In any community of faith there are people with different personalities, characteristics, viewpoints, beliefs, hopes and expectations.  They may come from different backgrounds and cultures; they will have different life experiences, and priorities, and preferred ways of solving problems.  Some will be older and some will be younger, some will have young families, some will be retired; some will be married, others will be single, and some will be widowed.   There are a host of differences between the individuals who make up a congregation.  What draws them together in a Christian congregation may be different too.  It could be the desire to explore the mysteries of the spiritual life, to learn about the way of Jesus, and perhaps to become his followers; it may be to find meaning and purpose in their life, or to find some solace in dealing with the losses and griefs they have experienced, or it may be to be with friends and neighbours, to meet new people, etc., etc.  It is significant that the virtues mentioned in this letter to the Colossians, viz. compassion, kindness, humility, meekness, patience, and especially love are all related to human relationships.  Christianity is lived out in community with all its strengths and limitations, its joys and sorrows, its successes and failures.  The task is learning how to live in relation to each other and with God.  These virtues are key to fostering a healthy and productive Christian community that will honour the One who came to bring us Good News.

Compassion is the first essential item of clothing mentioned in this letter to the Colossians.
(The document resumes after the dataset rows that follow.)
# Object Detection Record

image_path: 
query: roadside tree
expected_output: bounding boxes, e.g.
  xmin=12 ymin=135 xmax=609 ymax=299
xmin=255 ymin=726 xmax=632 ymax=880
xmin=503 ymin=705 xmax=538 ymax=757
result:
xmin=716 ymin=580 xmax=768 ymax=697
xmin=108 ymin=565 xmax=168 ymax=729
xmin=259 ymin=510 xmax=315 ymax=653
The dictionary defines this significant virtue in this way: ‘the sympathetic consciousness of others’ distress, together with a desire to alleviate it.’  This was a distinguishing characteristic in the life of Jesus himself, and an important part of his teaching.  [e.g. Parable of the Good Samaritan (Luke 10:29-37), Parable of the Prodigal Son (Luke 15:11-24)] In 2008, Karen Armstrong, a highly respected religious scholar, was awarded a TED prizes for her ground-breaking work in the study of various world religions and the ways they interconnect.  Her one wish was to get help for creating, launching, and propagating a “Charter for Compassion”, to be crafted by a group of leading inspirational thinkers from the three Abrahamic traditions of Judaism, Christianity and Islam and based on the fundamental principles of universal justice and respect.  This vision grew from contributions of more than 150,000 people from 180 countries, and was crafted into a succinct, 312-word pledge that allows room for all faiths. The opening paragraph of the Charter states: “The principle of compassion lies at the heart of all religious, ethical and spiritual traditions, calling us always to treat all others as we wish to be treated ourselves.  Compassion compels us to work tirelessly to alleviate the suffering of our fellow creatures, to dethrone ourselves from the centre of our world and put another there, and to honour the inviolable sanctity of every single human being, treating everybody, without exception, with absolute justice, equity and respect.”  This has become a worldwide movement offering training and courses to enable people to become more compassionate.  The Dalai Lama made this pertinent observation, “Compassion and love are not mere luxuries…They are fundamental to the continued survival of our species.”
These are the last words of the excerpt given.